Wei Jennifer N, Ruiz Carlos, Vlot Marnix, Sanchez-Lengeling Benjamin, Lee Brian K, Berning Luuk, Vos Martijn W, Henderson Rob W M, Qian Wesley W, Sanders Jacob N, Ando D Michael, Groetsch Kurt M, Gerkin Richard C, Wiltschko Alexander B, Riffell Jeffrey A, Dechering Koen J
Google Research, Brain Team, Cambridge, MA, USA.
Department of Biology, University of Washington, Seattle, WA, USA.
Chem Senses. 2025 Jan 22;50. doi: 10.1093/chemse/bjaf021.

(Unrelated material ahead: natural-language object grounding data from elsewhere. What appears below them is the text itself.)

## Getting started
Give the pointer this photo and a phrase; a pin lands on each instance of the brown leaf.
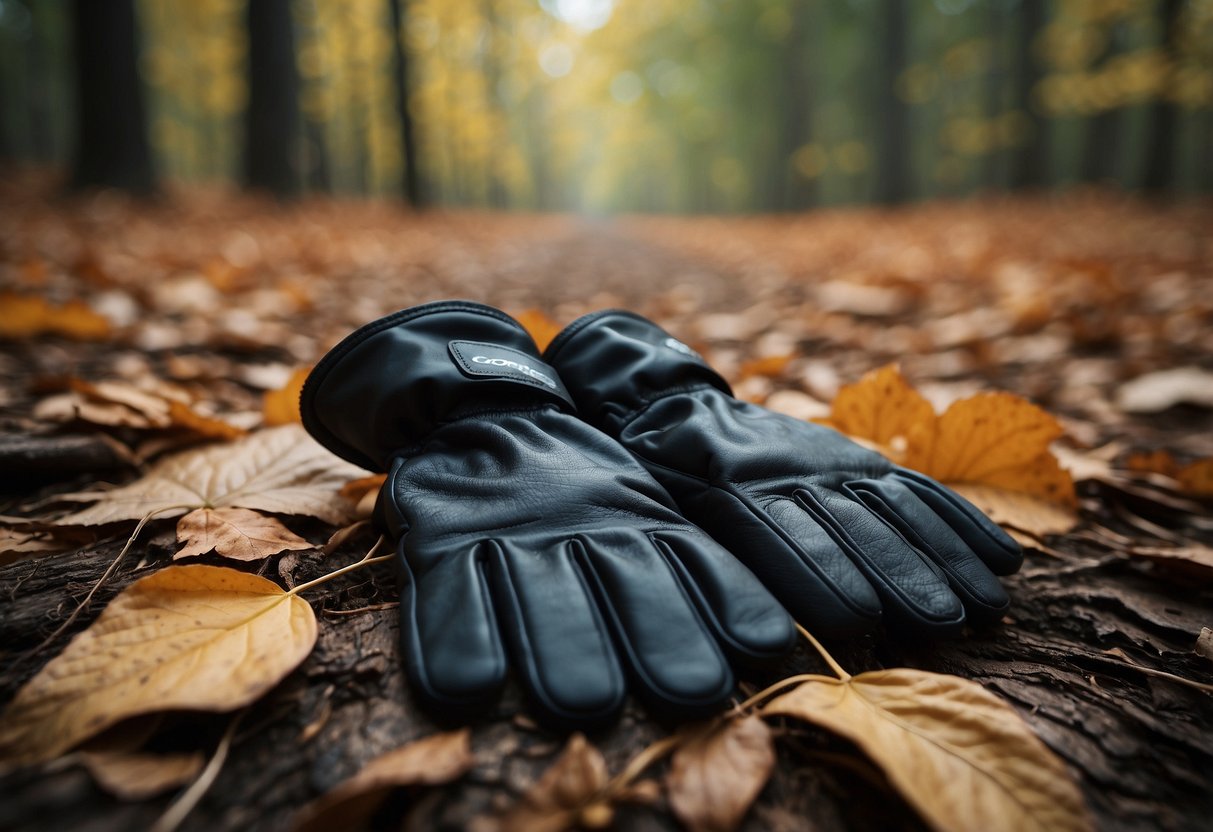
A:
(234, 533)
(717, 774)
(197, 638)
(278, 469)
(567, 795)
(956, 752)
(137, 775)
(431, 761)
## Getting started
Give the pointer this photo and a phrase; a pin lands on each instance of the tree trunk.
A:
(1160, 149)
(112, 140)
(272, 120)
(892, 138)
(1030, 161)
(410, 172)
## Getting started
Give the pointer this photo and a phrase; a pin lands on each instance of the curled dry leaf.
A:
(234, 533)
(279, 469)
(996, 442)
(282, 406)
(427, 762)
(23, 317)
(957, 753)
(718, 773)
(565, 797)
(137, 775)
(541, 328)
(200, 638)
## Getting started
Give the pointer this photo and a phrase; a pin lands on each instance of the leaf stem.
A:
(186, 802)
(109, 571)
(366, 560)
(830, 660)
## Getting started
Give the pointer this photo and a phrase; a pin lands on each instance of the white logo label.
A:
(530, 372)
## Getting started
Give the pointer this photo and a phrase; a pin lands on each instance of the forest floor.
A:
(1082, 303)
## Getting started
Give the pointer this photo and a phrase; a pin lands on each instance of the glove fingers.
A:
(978, 588)
(1000, 552)
(742, 615)
(561, 644)
(676, 661)
(913, 590)
(451, 647)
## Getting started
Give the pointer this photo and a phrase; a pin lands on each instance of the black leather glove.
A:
(524, 531)
(836, 531)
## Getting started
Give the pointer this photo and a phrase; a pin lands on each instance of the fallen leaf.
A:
(234, 533)
(956, 752)
(282, 406)
(1196, 478)
(278, 469)
(137, 775)
(565, 797)
(716, 775)
(22, 317)
(995, 445)
(431, 761)
(1205, 643)
(193, 638)
(541, 328)
(1156, 392)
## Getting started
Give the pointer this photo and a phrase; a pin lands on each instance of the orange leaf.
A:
(1197, 478)
(882, 408)
(539, 325)
(282, 406)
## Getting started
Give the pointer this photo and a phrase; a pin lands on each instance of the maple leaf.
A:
(199, 638)
(238, 534)
(956, 752)
(278, 469)
(568, 796)
(991, 448)
(282, 406)
(431, 761)
(718, 773)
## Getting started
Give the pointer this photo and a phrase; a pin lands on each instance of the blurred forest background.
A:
(608, 106)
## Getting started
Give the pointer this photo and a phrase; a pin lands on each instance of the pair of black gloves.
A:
(608, 516)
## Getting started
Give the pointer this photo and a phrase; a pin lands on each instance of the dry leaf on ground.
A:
(234, 533)
(954, 751)
(201, 638)
(431, 761)
(565, 797)
(278, 469)
(282, 406)
(137, 775)
(717, 774)
(994, 448)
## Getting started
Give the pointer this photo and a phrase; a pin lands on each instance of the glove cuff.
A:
(388, 385)
(615, 363)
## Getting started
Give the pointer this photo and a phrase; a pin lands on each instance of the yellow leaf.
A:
(137, 775)
(957, 753)
(234, 533)
(278, 469)
(22, 315)
(184, 638)
(541, 328)
(716, 775)
(1197, 478)
(431, 761)
(282, 406)
(565, 797)
(882, 408)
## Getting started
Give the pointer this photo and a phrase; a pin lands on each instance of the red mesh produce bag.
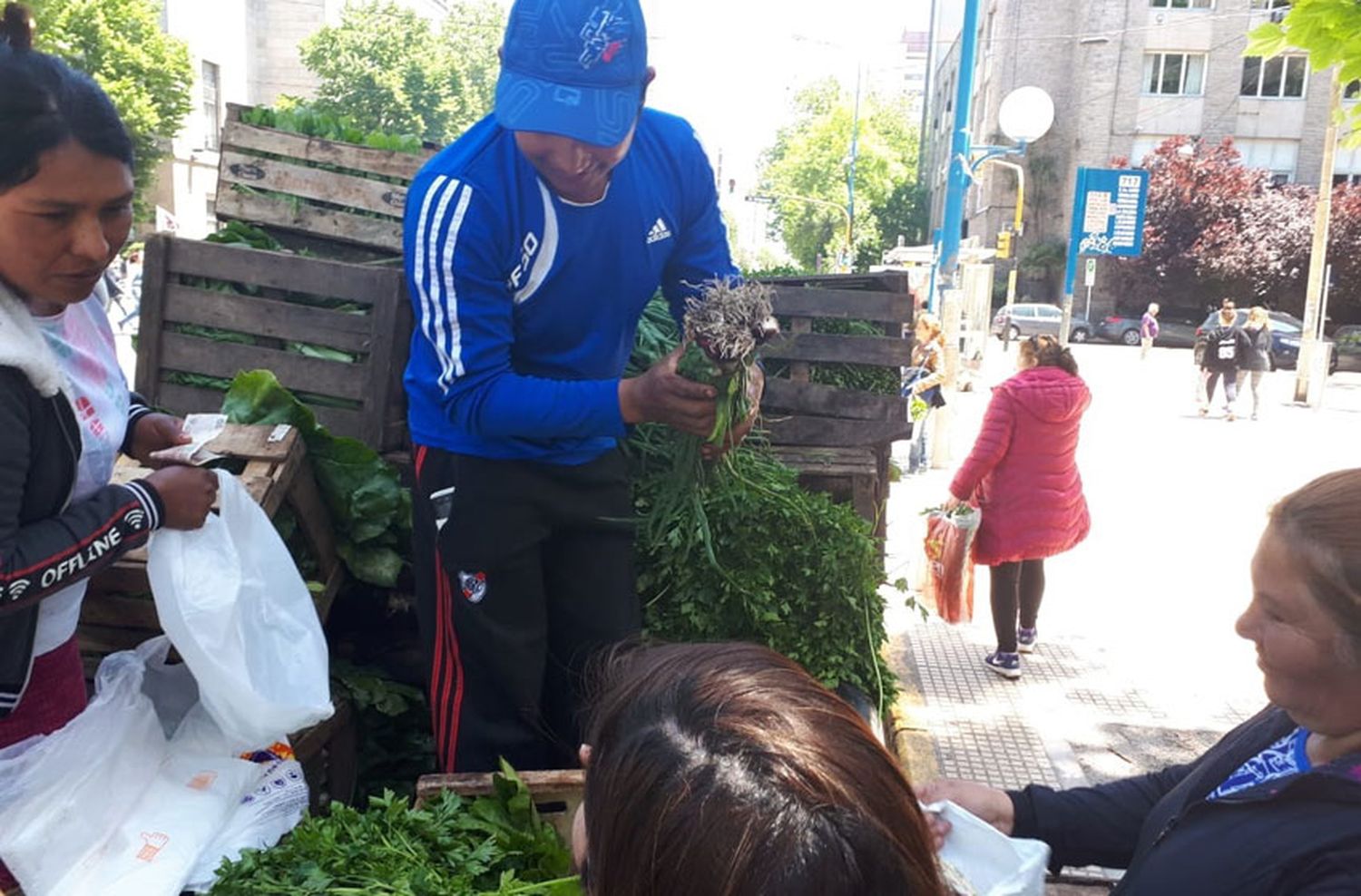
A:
(949, 548)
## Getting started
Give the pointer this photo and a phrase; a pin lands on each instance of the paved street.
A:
(1138, 662)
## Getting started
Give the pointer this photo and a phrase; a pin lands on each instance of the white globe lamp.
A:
(1026, 114)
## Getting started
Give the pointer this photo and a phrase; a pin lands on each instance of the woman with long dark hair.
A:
(726, 770)
(65, 413)
(1023, 474)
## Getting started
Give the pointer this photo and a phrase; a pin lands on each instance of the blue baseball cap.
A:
(573, 68)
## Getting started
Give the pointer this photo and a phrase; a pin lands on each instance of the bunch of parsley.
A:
(489, 846)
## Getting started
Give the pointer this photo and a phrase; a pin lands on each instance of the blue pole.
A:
(855, 144)
(957, 185)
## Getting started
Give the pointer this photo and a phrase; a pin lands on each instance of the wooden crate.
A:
(119, 612)
(838, 438)
(282, 309)
(329, 756)
(285, 190)
(555, 793)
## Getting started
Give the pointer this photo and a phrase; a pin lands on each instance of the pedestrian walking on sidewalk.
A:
(1257, 362)
(923, 381)
(1148, 329)
(1276, 805)
(1225, 348)
(1023, 474)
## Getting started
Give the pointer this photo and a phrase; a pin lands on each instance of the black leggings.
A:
(1015, 588)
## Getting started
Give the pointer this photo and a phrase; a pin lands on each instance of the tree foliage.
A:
(387, 68)
(1219, 229)
(146, 73)
(1328, 32)
(808, 160)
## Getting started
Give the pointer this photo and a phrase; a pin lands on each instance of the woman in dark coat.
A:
(1276, 805)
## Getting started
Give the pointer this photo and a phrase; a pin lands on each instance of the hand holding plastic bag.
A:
(988, 862)
(231, 601)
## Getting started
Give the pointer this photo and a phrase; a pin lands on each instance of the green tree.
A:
(1328, 32)
(808, 161)
(473, 37)
(387, 68)
(147, 73)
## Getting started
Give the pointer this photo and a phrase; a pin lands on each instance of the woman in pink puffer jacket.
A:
(1023, 474)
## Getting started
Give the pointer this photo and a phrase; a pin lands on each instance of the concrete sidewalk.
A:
(1112, 689)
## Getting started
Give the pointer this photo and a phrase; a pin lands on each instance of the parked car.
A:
(1176, 328)
(1285, 337)
(1037, 318)
(1346, 347)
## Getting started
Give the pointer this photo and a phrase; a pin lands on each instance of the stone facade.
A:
(242, 52)
(1091, 56)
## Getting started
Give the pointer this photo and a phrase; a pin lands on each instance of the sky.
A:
(731, 67)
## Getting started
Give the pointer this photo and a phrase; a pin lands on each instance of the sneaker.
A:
(1006, 665)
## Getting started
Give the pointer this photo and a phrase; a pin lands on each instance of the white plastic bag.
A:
(158, 844)
(264, 814)
(231, 601)
(108, 805)
(991, 862)
(62, 794)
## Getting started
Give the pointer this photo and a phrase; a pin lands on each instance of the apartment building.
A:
(1126, 75)
(242, 52)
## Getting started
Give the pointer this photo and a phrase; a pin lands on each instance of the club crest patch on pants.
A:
(474, 586)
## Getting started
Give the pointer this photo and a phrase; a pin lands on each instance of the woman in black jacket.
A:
(1276, 805)
(1225, 348)
(1257, 362)
(65, 209)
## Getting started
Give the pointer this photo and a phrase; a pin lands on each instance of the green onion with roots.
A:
(723, 326)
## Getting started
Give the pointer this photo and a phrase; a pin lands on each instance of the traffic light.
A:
(1004, 244)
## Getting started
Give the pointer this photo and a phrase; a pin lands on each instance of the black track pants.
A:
(1017, 591)
(523, 571)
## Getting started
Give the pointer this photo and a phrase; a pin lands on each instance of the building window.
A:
(1277, 76)
(1277, 157)
(1173, 73)
(211, 116)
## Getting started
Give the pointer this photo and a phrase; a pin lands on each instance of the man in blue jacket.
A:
(533, 245)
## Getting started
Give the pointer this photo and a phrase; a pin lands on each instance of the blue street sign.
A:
(1108, 209)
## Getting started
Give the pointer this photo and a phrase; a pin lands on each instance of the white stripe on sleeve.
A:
(429, 280)
(455, 354)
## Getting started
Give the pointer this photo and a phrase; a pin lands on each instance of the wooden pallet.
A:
(119, 612)
(283, 190)
(278, 301)
(838, 438)
(555, 793)
(329, 756)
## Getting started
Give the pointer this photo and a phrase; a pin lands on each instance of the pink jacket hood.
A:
(1050, 394)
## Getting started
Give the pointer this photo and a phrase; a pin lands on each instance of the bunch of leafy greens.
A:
(395, 741)
(312, 122)
(489, 846)
(369, 507)
(882, 381)
(754, 556)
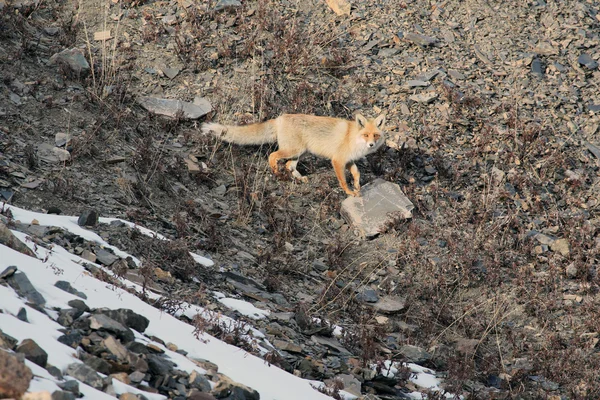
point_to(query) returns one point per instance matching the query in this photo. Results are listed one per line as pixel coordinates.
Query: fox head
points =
(370, 130)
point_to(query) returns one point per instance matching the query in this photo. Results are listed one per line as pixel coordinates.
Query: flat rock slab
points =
(381, 204)
(171, 108)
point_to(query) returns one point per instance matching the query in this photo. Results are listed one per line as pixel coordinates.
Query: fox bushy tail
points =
(260, 133)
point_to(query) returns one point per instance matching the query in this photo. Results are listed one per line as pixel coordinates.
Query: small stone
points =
(88, 218)
(587, 61)
(173, 108)
(381, 203)
(414, 354)
(33, 352)
(105, 257)
(85, 374)
(537, 68)
(21, 284)
(419, 39)
(390, 305)
(22, 314)
(62, 154)
(15, 376)
(572, 271)
(561, 246)
(423, 98)
(224, 4)
(74, 58)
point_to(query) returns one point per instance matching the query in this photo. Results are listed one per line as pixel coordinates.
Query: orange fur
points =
(339, 140)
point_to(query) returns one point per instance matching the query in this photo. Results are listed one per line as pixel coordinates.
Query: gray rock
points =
(390, 305)
(414, 354)
(15, 376)
(171, 108)
(7, 341)
(85, 374)
(228, 389)
(138, 376)
(21, 284)
(369, 295)
(98, 364)
(22, 314)
(223, 4)
(9, 271)
(74, 58)
(421, 40)
(66, 286)
(70, 385)
(159, 365)
(8, 239)
(72, 339)
(128, 318)
(587, 61)
(105, 257)
(88, 218)
(537, 67)
(380, 205)
(351, 384)
(62, 395)
(199, 381)
(104, 323)
(33, 352)
(424, 98)
(331, 344)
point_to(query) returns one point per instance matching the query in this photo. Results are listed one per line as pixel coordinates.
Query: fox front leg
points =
(356, 175)
(338, 167)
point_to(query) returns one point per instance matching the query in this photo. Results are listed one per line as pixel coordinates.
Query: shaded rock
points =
(340, 7)
(351, 384)
(9, 271)
(86, 375)
(105, 257)
(88, 218)
(98, 364)
(138, 376)
(104, 323)
(587, 61)
(33, 352)
(7, 341)
(390, 305)
(72, 339)
(414, 354)
(172, 108)
(70, 385)
(128, 318)
(331, 344)
(226, 388)
(22, 314)
(8, 239)
(61, 395)
(421, 40)
(380, 205)
(223, 4)
(21, 284)
(73, 58)
(66, 286)
(15, 376)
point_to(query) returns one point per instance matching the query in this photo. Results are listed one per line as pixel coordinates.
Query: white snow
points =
(58, 264)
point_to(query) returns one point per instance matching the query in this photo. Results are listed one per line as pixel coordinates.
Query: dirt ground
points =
(492, 126)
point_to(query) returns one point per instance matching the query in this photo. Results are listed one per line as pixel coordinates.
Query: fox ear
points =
(379, 121)
(361, 121)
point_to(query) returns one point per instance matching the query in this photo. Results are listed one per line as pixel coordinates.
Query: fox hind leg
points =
(291, 166)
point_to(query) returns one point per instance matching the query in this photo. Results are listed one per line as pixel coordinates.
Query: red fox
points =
(339, 140)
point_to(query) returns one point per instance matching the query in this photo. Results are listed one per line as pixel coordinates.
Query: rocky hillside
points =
(492, 126)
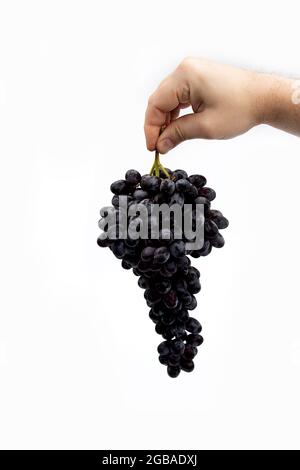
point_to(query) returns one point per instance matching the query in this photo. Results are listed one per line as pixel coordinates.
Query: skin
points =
(226, 102)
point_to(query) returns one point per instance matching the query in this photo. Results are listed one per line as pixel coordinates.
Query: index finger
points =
(163, 100)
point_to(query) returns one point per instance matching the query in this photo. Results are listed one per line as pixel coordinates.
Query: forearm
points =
(278, 103)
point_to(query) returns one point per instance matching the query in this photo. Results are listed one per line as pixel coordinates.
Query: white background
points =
(78, 361)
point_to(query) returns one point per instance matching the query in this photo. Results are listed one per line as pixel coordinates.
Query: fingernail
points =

Insect-borne diseases kill > 0.5 million people annually. Currently available repellents for personal or household protection are limited in their efficacy, applicability, and safety profile. Here, we describe a machine-learning-driven high-throughput method for the discovery of novel repellent molecules. To achieve this, we digitized a large, historic dataset containing ~19,000 mosquito repellency measurements. We then trained a graph neural network (GNN) to map molecular structure and repellency. We applied this model to select 317 candidate molecules to test in parallelizable behavioral assays, quantifying repellency in multiple insect vectors of the pathogens of disease and in follow-up trials with human volunteers. The GNN approach outperformed a chemoinformatic model and produced a hit rate that increased with training data size, suggesting that both model innovation and novel data collection were integral to predictive accuracy. We identified > 10 molecules with repellency similar to or greater than the most widely used repellents. We analyzed the neural responses from the mosquito antennal (olfactory) lobe to selected repellents and found strong responses to many of the tested compounds, including those predicted to be strong repellents. Results from the antennal lobe recordings also demonstrated a correlation between the evoked responses to strong repellents and our GNN representation. This approach enables computational screening of billions of possible molecules to identify empirically tractable numbers of candidate repellents, leading to accelerated progress towards solving a global health challenge.
虫媒疾病每年导致超过50万人死亡。目前用于个人或家庭防护的驱虫剂在功效、适用性和安全性方面都存在局限。在此,我们描述了一种由机器学习驱动的高通量方法,用于发现新型驱虫分子。为此,我们将一个包含约19000次驱蚊效果测量数据的大型历史数据集进行了数字化处理。然后,我们训练了一个图神经网络(GNN)来关联分子结构和驱蚊效果。我们应用这个模型挑选出317种候选分子,在可并行化的行为分析中进行测试,量化这些分子对多种致病病原体昆虫载体的驱避效果,并在后续的人体志愿者试验中进行验证。GNN方法优于化学信息学模型,且命中率随训练数据量的增加而提高,这表明模型创新和新数据收集对于预测准确性都至关重要。我们鉴定出了10多种驱避效果与最广泛使用的驱虫剂相当或更强的分子。我们分析了蚊子触角(嗅觉)叶对选定驱虫剂的神经反应,发现对许多测试化合物都有强烈反应,包括那些预计具有强驱避效果的化合物。触角叶记录的结果还表明,对强驱虫剂的诱发反应与我们的GNN表征之间存在相关性。这种方法能够对数十亿种可能的分子进行计算筛选,以确定数量上便于实验研究的候选驱虫剂,从而加快应对全球卫生挑战的进展。